Festival Aperto Reggio, l’8 e il 10 ottobre al teatro Ariosto l’opera contemporanea “Else”

Else Festival Aperto

Venerdì 8 ottobre (alle 20.30) e domenica 10 ottobre (alle 18) al teatro Ariosto di Reggio il Festival Aperto prosegue con l’opera contemporanea “Else”, che mette in scena le molteplici forme che la violenza e lo sfruttamento del femminile assumono nella società.

Ispirata alla novella di Arthur Schnitzler “La signorina Else”, l’opera – una coproduzione Fondazione Cantiere Internazionale d’Arte Montepulciano e Fondazione I Teatri/Festival Aperto – è stata commissionata al compositore Federico Gardella e alla drammaturga Cecilia Ligorio, che ne firma anche la regia.

Else, giovane viennese di buona famiglia, sta trascorrendo le vacanze presso una residenza alpina.

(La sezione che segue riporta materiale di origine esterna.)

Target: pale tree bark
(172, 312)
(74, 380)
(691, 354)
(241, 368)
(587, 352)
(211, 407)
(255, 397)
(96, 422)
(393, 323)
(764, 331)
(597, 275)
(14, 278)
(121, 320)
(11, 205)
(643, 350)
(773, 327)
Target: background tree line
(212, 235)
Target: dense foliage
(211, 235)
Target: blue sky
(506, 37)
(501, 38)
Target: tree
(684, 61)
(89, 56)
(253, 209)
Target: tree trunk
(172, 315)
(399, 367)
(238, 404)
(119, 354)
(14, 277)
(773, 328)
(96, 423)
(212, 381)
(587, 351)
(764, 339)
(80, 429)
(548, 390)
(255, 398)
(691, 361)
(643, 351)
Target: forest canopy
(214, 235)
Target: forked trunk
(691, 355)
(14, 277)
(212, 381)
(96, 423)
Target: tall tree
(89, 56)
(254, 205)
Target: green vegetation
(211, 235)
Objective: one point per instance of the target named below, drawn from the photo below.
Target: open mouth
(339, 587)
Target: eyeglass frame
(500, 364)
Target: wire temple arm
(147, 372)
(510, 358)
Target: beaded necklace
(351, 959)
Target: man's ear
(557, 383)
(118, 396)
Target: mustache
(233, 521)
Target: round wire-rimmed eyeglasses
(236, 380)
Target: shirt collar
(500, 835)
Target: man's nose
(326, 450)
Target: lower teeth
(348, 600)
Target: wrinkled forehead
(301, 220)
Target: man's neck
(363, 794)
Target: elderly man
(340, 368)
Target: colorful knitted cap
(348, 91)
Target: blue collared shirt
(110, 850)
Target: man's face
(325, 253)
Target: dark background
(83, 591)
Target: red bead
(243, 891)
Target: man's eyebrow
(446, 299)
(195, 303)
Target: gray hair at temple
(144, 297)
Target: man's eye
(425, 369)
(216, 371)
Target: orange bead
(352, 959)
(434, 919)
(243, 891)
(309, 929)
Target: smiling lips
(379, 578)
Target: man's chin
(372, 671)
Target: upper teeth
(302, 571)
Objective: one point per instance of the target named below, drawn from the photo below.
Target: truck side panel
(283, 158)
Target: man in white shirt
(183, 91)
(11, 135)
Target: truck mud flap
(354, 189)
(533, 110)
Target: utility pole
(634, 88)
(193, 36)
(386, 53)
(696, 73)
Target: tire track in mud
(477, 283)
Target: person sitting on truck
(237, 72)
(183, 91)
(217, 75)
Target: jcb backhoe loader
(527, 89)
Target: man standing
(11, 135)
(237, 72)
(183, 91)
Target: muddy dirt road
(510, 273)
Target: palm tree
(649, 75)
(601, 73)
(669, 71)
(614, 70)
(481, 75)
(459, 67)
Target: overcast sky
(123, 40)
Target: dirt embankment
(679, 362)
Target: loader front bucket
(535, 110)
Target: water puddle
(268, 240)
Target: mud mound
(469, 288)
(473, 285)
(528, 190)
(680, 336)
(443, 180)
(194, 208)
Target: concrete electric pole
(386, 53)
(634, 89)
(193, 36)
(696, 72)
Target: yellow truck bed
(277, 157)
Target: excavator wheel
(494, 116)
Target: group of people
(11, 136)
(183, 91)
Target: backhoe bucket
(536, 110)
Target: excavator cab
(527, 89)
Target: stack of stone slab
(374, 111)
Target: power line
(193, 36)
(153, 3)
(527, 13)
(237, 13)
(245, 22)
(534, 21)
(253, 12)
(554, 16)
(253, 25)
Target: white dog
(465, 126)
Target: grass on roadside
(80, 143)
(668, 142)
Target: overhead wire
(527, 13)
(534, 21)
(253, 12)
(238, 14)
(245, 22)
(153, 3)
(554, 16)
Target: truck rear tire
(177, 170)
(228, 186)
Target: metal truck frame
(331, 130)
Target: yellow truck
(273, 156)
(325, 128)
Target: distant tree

Possiede la bellezza della giovinezza, è vanitosa, sogna l’amore. È sola quando riceve una lettera sconcertante: il padre, giocatore d’azzardo impunito, ha di nuovo perso tutto. La madre scongiura Else di rivolgersi al ricco signor Dorsday, ospite dell’albergo, e chiedergli aiuto costi quel che costi. Ma il costo stabilito dall’inquietante uomo sarà quello di poter godere della nudità di Else. La giovane, in poche ore, precipita in un vortice di sconforto, impotenza, vergogna e angoscia, trascinandola verso un triste – e tragicamente banale – epilogo.

Una storia, una violenza, che non si esaurisce quando si chiude il sipario ma che purtroppo è esperienza reale, che si muove nel quotidiano: “Non esiste nessuna donna, ragazzina, figlia, madre, sorella o amica che non si sia trovata almeno una volta nell’umiliante situazione di sentirsi oggetto inerte di un desiderio volgare e non condiviso, anche se solo per un attimo, anche se in modo superficiale, così superficiale da venire considerato pericoloso o illegittimo”, ha scritto Ligorio: “Else parla dell’abuso di potere sull’intimità, che è forse una delle più insidiose malattie del nostro tempo.”

Per Gardella “la storia di Else è, in effetti, la storia di un precipizio in cui ognuno dei personaggi è, a suo modo, complice. La musica disegna questo precipizio, scolpisce questo strapiombo: così l’opera si chiude con un “lamento”, un lento addio al mondo che ci invita a riflettere sulle nostre fragilità, chiedendoci di proteggerle, come si protegge un bene prezioso”.